お願い、名前を呼んで。
新幹線に飛び乗ると、握りしめていた携帯を確認する。
藤田さんからのメッセージが届いていた。
竹内君が運ばれた病院名と住所が書かれていた。

私は、新幹線に乗った事と仕事の引き継ぎについて、藤田さんにメッセージを送った。

するとすぐに、藤田さんから返信があった。

『実は、竹内の容態は大した事ないらしいです。
ただの寝不足だったみたいだから、心配しないで。駅にも竹内が迎えに行くからって。』

私は、狐に摘まれたみたいだ。
プライベート携帯も確認したけど、竹内君からの連絡は入ってなかった。

『ごめんね、心配させて。でも、倒れたのは本当だし、これぐらいしないと仕事優先の二人は会わないなぁと思って。それに、最近、竹内からの酔っ払い電話も掛かって来て、面倒だったしね。』

今は藤田さんのサプライズに感謝をする。
もうすぐ、彼のいる街に初めて行くんだ。

でも、二週間ぶりの再会で嬉しい反面、喧嘩のことや体調が良くない中でのサプライズなのも確かで、複雑だ。

しかも話すのも2週間ぶりだし。

「優香、こっち。」

改札を出るとすぐに竹内君が私に声を掛けた。
私は駆け寄る。

「迎えに来てくれて、ありがとう。でも、身体は大丈夫なの?」

「心配してくれた?」

「当たり前でしょ。心臓が止まるかと思った。藤田さんから『大したことない』って聞くまでは生きた心地がしなかった。」

「ごめんね、心配させて。でも、不謹慎だけど、
藤田さんから『優香が事務所を飛び出した。』って聞いて、すごく嬉しかったし、疲れなんて吹っ飛んだよ。」

「元気で良かった。」

私は安心から脚の力が抜けて、泣きながらその場にしゃがみ込みそうになる。
竹内君が、それを慌てて抱き止める。

「本当にごめん。

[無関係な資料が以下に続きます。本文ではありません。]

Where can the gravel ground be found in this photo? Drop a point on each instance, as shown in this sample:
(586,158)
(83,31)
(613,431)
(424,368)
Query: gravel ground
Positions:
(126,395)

だけど、倒れたのは嘘じゃないから。今週末こそ、優香に会いに帰ろうと思って、仕事頑張り過ぎた。それに、優香の声も聞いてなかったから、完全に俺、優香不足になってたから。」

私の涙は止まらない。

「歩ける?タクシーで俺の家に帰ってもいい?
流石に、医者にも安静にって言われたし、今日は
街の案内できないけど。」

「竹内君に会えたから、もういい。」

「隼人な。」

私達はタクシーで竹内君の家に向かう。
タクシーの、車窓から初めて訪れた街の景色が
広がる。
山と海に囲まれた街は、可愛い建物も並んでいて、とても素敵だった。

今、竹内君はこんな街で暮らしているんだな。